その少女、国造りに奔走する



-第29話-



 
即位式から数日、廉夜は政務に没頭していた。

まだまだわからない事が多いが、少しずつ仕事に手を出し始めていた。

そんな時――


―――カタンッ


窓の方から小さな音が。

『ん?』

窓に目を向けるが、特に変化は見られない。

『鳥…かな?』

そう思い、窓に近付くと、

「あんたが、queenか?」

『……は?』

窓から男が入ってきた。

『誰…?』

「Ahー、俺は―――」

「何の用だ、伊達政宗」

荒々しく扉を開き、三成が現れた。

『伊達…?』

聞き覚えのある名前に、廉夜は首を傾げる。

「奥州王だ。

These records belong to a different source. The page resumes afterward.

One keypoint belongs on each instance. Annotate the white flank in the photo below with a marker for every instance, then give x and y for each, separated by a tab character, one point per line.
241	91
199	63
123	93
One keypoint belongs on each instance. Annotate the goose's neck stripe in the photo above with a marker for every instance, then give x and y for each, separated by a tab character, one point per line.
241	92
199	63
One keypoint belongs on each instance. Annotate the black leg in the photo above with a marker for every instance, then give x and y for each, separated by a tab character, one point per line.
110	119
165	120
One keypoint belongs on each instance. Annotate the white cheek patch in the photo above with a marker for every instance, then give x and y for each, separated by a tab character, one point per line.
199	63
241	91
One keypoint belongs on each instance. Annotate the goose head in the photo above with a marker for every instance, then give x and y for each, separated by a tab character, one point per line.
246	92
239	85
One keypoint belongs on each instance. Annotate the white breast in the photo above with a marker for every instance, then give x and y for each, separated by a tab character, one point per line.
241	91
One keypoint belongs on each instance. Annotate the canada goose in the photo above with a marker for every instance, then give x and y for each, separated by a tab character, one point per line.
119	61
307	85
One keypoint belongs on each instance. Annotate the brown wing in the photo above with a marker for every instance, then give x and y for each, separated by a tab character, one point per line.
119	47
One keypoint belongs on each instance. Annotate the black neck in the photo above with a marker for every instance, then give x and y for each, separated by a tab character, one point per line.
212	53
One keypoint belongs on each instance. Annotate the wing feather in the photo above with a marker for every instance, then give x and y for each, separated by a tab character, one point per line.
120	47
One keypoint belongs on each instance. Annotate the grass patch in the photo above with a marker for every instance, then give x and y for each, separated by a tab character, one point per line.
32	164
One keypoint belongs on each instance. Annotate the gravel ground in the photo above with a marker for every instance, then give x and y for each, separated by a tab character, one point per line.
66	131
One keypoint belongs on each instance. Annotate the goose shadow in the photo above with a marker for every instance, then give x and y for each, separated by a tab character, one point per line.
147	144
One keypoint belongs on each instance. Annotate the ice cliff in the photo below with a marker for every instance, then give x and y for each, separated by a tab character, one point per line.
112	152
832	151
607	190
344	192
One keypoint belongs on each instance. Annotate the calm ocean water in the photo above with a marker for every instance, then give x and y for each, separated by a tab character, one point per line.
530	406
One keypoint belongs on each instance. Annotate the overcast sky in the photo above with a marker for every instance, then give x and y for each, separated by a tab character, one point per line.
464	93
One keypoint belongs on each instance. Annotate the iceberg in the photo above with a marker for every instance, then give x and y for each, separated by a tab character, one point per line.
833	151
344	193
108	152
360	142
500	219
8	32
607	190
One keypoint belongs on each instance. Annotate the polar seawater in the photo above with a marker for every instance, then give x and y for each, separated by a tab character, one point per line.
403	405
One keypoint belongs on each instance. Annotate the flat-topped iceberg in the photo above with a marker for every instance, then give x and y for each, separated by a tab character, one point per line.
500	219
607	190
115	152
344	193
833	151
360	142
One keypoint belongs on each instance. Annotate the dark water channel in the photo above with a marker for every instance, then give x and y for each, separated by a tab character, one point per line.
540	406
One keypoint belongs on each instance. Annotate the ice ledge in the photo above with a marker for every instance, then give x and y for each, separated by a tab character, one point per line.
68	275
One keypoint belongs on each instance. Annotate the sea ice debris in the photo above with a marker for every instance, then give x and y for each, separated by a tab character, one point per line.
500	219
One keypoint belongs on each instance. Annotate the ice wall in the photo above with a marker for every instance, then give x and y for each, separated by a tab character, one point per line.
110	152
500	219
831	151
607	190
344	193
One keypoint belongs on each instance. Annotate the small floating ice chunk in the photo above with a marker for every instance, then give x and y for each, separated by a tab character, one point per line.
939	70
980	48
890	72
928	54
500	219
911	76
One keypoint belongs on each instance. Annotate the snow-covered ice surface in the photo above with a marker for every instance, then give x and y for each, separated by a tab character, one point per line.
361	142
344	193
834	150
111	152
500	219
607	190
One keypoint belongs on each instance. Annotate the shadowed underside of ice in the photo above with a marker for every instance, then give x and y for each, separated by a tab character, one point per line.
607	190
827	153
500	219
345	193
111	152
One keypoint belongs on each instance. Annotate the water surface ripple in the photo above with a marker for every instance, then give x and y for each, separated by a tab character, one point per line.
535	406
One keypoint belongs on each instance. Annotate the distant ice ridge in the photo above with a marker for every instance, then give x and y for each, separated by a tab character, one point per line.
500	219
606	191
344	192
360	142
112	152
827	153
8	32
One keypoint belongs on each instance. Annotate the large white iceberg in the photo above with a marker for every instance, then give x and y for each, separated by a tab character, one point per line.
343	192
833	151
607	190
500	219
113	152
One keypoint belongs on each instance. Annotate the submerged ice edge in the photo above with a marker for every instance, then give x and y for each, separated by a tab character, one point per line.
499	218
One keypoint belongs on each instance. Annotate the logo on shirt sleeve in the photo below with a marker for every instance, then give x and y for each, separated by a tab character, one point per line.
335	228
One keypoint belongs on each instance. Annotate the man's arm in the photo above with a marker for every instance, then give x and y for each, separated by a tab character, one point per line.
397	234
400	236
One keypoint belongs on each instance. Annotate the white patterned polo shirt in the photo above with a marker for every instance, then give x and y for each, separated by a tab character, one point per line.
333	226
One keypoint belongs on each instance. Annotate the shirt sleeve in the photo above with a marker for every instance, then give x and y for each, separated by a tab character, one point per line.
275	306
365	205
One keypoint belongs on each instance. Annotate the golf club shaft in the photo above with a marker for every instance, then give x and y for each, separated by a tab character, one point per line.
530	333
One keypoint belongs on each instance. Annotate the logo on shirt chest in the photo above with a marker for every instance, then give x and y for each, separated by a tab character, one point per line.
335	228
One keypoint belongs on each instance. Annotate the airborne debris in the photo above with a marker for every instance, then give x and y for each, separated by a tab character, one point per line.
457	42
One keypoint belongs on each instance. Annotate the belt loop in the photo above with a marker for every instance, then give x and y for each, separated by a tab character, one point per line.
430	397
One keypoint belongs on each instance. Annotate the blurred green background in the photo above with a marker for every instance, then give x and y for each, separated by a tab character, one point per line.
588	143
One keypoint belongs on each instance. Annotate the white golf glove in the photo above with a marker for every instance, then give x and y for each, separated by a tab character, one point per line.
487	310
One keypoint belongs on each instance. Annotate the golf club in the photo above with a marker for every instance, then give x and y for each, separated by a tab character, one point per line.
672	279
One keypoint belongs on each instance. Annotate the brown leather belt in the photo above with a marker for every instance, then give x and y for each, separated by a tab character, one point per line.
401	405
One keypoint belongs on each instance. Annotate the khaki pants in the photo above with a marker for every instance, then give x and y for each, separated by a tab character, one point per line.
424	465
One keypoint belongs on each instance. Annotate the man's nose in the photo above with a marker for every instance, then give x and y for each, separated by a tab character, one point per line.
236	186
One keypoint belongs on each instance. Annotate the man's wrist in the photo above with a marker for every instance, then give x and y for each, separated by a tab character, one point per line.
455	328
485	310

……王でなかったら使令を差し向けるところだ」

「物騒だな…」

「当然だろう。文もなし……しかも、窓から侵入とは……」

「文なんか出したら、小十郎に見付かるじゃねぇか」

「また政務を放って来たのか…」

『奥州王……』

「麒麟にも告げずにやって来るとはな……」

「言えるわけねぇだろ…」

苦笑する奥州王、呆れる三成。

『………』

口論する三成達の横、廉夜は奥州王の予想外の訪問に戸惑っていた。